Last week Microsoft announced that Silverlight 1.0 was being released. For those of you who may not be aware of what Silverlight is, you should go check it out at Microsoft.com. To quote the marketing pitch – Silverlight is, “a cross-browser, cross-platform plug-in for delivering richer user experiences on the web.”
In other words, think kick-butt graphics, video, and audio for websites and/or web-based applications. The dev team did a bunch of work to make the use of Silverlight by other developers easy, fast, and powerful. If you want to get a feel for what is possible with the tool, look at the “Whirlything.” While I don’t know that I would classify the Whirlything as the coolest thing since sliced bread, it sure helped me understand how tools like this can start to influence user interfaces. So, from a tech perspective Silverlight has some depth and power and for consumers it will add to the progression of what is possible for new applications.
But, I’m a nerd in that I don’t focus on the “wow” factor of this stuff from the tech front.
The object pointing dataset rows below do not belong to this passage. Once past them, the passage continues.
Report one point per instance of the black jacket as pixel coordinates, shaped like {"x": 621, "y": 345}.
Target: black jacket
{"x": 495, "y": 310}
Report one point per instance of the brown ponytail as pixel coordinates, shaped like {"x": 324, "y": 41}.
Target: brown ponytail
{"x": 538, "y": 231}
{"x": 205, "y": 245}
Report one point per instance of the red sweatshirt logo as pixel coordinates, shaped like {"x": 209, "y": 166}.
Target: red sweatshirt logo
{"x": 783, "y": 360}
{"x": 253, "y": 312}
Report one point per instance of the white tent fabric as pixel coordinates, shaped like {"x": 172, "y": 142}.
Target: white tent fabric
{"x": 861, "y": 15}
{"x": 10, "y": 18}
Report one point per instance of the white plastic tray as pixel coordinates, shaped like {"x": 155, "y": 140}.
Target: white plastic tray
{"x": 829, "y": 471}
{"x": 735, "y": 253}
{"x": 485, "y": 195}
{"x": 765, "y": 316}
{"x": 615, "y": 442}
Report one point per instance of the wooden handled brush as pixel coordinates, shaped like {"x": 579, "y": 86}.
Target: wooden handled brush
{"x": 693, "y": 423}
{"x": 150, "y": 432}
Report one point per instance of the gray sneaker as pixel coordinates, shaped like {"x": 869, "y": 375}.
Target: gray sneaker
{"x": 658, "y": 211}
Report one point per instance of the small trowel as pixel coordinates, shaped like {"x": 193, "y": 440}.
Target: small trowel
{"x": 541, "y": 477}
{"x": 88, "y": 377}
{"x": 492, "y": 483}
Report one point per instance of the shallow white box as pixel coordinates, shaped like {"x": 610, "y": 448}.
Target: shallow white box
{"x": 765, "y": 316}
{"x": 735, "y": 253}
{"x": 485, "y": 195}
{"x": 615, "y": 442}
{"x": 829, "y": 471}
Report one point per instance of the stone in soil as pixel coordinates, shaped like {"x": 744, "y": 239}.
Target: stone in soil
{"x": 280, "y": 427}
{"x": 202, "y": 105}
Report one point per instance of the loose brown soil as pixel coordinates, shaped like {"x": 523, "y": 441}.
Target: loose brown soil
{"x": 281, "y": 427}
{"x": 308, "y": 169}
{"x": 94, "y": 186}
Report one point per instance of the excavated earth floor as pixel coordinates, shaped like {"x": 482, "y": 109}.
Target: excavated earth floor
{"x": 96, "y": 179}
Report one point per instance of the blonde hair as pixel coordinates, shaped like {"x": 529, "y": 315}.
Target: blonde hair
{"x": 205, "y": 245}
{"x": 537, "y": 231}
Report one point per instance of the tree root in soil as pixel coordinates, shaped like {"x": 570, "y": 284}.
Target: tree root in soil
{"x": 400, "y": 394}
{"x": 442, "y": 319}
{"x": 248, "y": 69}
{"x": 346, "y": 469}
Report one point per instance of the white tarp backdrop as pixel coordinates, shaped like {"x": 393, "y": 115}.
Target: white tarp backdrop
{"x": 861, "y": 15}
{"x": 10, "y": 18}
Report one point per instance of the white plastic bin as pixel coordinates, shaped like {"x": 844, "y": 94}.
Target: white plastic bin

I have a different take on it.
As you may have noticed, my blog has been rather myopic on Open XML of late. That is fine given the intensity of that issue, but it is by no means my only focus. Interoperability remains my top-level focus, and standards are only way of many to get there.
Silverlight is interesting to me in that it deals with the spectrum of elements that foster interoperability. The one that I will focus on here is the business relationship with Novell. In case you did not see this in the release, Microsoft is also going to work with Novell on a project called “Moonlight” which is the idea of Silverlight on Linux.
Why is this interesting to me? Because at the heart of Silverlight is the desire to drive innovation forward. Yes, there is competition with Flash – and that pushes both technologies forward. But success for innovators is in seeing adoption, and hopefully having that positively affect their business overall.
X-plat is all about interoperability. And here we see a case where the building of the bridge between the two platforms (Windows and Linux) is important and significantly driven through the business relationship between two firms. That relationship addresses both technology and business requirements (business including legal considerations as well).
My point is that the interoperability users will ultimately experience will not have come from a standard . It will come from the idea that innovation is driving forward the technology, and the businesses involved are finding ways to achieve interoperability via implementations, business arrangements, and IP agreements. It is too easy to fall into the myopia of interop=open standards. Real-world interop is going to come by keeping the full spectrum of possibilities in mind.
Silverlight is really cool stuff, and this announcement absolutely highlights the thinking behind our Interoperability By Design approach.